Because he is an artist, he begins to form this love more and more conscientiously. That is an ethical process in a spiritual sense. What does “more conscientiously” mean in this context? It is no longer meant in terms of copying, for the era of reproducing art is now over. It is meant in terms of being more deeply conscientious toward what one loves. One cares for and supports this thing (or this person). Art becomes a path that provides assistance on the path of love. Art shows the way on this path.

There are not many artists today. Just as there are not many saints. That is the result of a cultural dead end street in the evolution of humanity. But this is not due to the nature of the human being, for, as Josef Beuys once said: “There is an artist in every person.” In the distant past, the unadulterated human being had no choice but to constantly express his/her awe when coming face to face with “the Greater”, be it in their drawings, sounds, movements when walking, or prayers in sacred places. There, they were artists, too, they could hardly have been anything else. Art and religion was identical, they came together in the cosmic ritual, in the cult. 

But back to the immediate topic.

Art is formation. Art is the revolt of creativity against the norms of society. It has to do with a powerful inner urge and a resistance from outside (including one’s own “outside”), and it is faced with the task of giving creativity a form and direction that provides it with a way out into freedom.  (The same is true of the parable of the grass seedling breaking through a layer of asphalt.) Art, as seen by TAMERA ARTS, is not the expression of a catastrophe; instead it is the celebration of the path toward the light. Simply by existing, art itself comes from this path. For we should not forget that it encompasses the element of cult in the human being. To whom else would our highly developed ancestors from early history have dedicated their cults but to this great, endless, shining world? In front of whom or what would they have had a greater urge to get down on their knees, than in this kind of worship and gratitude? It was vital and immediate, it was giving form from within, from God and Goddess. And since they did so together, they increased the divine presence. It was a very ecstatic and also sober feast of communion.
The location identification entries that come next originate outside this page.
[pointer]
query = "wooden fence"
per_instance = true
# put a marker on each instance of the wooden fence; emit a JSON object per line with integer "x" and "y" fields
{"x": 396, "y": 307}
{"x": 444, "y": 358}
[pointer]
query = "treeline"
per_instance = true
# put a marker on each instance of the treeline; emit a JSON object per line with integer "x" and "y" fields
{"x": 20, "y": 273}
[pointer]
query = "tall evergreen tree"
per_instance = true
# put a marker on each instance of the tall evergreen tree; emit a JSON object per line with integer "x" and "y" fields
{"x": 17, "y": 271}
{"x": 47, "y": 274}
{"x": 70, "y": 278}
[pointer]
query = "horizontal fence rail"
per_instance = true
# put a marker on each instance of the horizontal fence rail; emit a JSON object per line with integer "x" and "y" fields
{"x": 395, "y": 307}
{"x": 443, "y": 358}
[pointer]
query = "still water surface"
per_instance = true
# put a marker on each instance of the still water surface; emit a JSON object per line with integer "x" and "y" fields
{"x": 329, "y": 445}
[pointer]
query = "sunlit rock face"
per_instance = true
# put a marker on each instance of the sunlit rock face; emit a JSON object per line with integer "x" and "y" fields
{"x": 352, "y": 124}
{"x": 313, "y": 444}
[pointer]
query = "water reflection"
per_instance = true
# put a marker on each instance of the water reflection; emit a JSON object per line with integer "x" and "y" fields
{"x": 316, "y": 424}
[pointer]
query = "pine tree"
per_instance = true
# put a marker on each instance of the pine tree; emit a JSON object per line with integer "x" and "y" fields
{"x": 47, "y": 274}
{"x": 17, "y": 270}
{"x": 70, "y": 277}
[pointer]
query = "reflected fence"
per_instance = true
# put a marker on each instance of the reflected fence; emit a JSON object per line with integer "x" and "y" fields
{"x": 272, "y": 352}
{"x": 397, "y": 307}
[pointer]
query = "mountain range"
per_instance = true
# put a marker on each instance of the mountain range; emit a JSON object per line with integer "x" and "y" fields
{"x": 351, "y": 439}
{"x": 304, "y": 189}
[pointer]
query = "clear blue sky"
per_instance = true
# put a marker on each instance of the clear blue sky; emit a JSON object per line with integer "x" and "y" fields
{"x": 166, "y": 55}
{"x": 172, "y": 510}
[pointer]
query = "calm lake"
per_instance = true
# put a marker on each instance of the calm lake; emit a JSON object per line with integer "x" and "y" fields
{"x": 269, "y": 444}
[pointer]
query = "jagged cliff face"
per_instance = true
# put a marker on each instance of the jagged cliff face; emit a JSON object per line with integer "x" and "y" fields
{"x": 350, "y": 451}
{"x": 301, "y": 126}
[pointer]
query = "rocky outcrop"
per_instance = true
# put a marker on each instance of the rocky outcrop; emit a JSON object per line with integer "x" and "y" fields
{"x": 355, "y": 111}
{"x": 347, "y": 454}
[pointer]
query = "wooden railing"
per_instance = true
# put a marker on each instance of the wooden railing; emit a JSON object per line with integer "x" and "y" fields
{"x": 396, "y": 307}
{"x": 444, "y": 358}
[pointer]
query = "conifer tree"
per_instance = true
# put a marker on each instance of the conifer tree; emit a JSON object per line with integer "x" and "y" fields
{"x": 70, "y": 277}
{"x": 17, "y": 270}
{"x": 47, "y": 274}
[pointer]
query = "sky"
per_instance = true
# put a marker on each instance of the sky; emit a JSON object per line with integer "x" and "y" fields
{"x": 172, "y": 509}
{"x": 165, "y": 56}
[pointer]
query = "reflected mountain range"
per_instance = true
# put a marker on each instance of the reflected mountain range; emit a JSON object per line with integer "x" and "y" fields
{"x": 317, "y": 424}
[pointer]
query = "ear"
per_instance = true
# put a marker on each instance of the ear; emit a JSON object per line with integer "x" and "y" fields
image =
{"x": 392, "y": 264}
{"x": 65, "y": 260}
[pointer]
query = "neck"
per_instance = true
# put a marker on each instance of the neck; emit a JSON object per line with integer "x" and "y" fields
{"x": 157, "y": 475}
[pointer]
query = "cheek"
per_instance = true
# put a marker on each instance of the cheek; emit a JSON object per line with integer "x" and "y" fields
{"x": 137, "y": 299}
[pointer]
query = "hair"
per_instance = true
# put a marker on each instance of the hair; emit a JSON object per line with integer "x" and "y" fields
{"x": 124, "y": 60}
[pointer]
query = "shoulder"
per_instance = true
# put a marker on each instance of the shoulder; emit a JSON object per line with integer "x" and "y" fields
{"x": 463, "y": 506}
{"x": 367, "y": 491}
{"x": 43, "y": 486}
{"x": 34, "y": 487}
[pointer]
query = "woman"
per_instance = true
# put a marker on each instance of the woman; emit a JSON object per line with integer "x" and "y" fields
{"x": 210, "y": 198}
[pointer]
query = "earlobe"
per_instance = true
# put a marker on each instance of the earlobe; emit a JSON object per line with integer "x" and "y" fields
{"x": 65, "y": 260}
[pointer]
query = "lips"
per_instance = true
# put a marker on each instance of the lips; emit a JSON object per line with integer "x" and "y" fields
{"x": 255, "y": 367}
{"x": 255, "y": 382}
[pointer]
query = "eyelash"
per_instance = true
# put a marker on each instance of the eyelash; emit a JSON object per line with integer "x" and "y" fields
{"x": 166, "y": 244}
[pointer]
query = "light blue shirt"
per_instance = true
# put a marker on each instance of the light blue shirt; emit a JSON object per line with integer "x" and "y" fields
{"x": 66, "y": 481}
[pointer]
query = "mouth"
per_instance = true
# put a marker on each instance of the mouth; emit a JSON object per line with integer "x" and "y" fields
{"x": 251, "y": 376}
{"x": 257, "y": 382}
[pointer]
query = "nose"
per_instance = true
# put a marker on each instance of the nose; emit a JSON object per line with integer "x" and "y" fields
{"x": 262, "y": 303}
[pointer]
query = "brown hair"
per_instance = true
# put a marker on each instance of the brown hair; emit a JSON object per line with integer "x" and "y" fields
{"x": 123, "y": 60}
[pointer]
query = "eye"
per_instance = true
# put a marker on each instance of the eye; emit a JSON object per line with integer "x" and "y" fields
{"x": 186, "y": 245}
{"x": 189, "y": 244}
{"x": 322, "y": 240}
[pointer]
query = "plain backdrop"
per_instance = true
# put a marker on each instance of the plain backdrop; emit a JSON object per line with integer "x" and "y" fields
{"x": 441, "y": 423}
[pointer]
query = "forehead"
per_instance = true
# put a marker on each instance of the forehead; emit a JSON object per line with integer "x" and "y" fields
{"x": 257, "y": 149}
During our art courses over the last 15 years, we celebrated such feasts. A deep experience of community grew out of the “Washing Line” art course. One can sense what it was that made the art students be so deeply and quietly moved that they kept on painting for hours without ever leaving their boards. One should not label these things too early, but it is good to perceive them. They touch an experience of joy that has no name, because it does not come from our world. Something is different when one now looks out over a landscape or into water, something has changed when one looks out into the world. We call this the gentle “turning of the frequency”. And it sometimes occurs as imperceptibly as do all great things.